From what I’ve been able to trace through the driver, it looks like it times out sending a control message, then the dhd bus goes down and never comes back up.

We’re using the 4.9.140 kernel with the nvidia-provided RT patch.

Any ideas what could be wrong?
Thanks in advance!

May I know your Jetpack version?

In the same time pls try to uprade the network-manager and test again.
“sudo apt-get --only-upgrade install network-manager”
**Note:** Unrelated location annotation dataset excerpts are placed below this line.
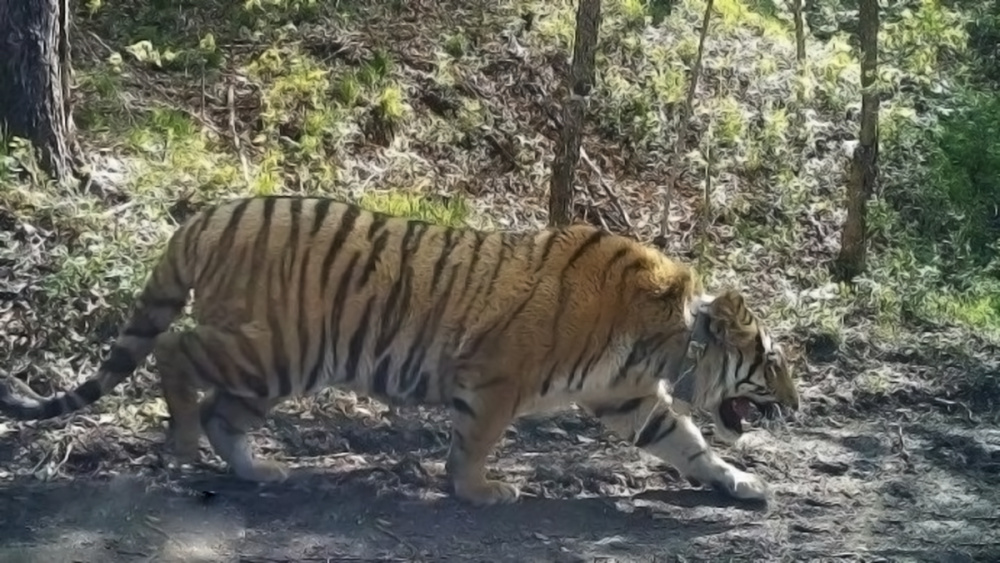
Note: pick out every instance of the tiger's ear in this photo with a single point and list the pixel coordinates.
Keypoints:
(731, 322)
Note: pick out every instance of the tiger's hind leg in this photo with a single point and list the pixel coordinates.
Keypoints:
(208, 357)
(227, 420)
(180, 391)
(650, 423)
(479, 419)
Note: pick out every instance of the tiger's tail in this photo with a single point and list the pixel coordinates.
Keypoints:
(161, 301)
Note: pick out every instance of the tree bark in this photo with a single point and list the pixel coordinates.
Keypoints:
(864, 165)
(35, 80)
(588, 22)
(680, 140)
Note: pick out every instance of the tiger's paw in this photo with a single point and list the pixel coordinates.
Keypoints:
(486, 493)
(743, 486)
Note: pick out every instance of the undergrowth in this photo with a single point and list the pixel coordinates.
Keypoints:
(440, 112)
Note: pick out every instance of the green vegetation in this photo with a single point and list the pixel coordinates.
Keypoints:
(426, 112)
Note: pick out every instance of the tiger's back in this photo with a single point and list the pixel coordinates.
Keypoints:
(293, 294)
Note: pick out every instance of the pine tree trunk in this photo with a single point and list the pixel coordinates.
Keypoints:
(588, 21)
(35, 79)
(864, 165)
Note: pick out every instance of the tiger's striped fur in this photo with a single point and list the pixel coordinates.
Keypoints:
(293, 294)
Also share the message: sudo nmcli dev wifi before your test.

We’re on L4T 32.4.3. We use our own rootfs though (with the firmware files from the sample rootfs v32.4.3 copied over), so we don’t have network-manager or nmcli available - we use wpa_supplicant directly instead.

I know that makes things harder for you to reproduce, but the error that I’m getting to me looks more like a kernel/driver/hardware issue than something due to what’s running in userspace?

Is there a way to restart the WiFi driver / hardware through sysfs or similar maybe?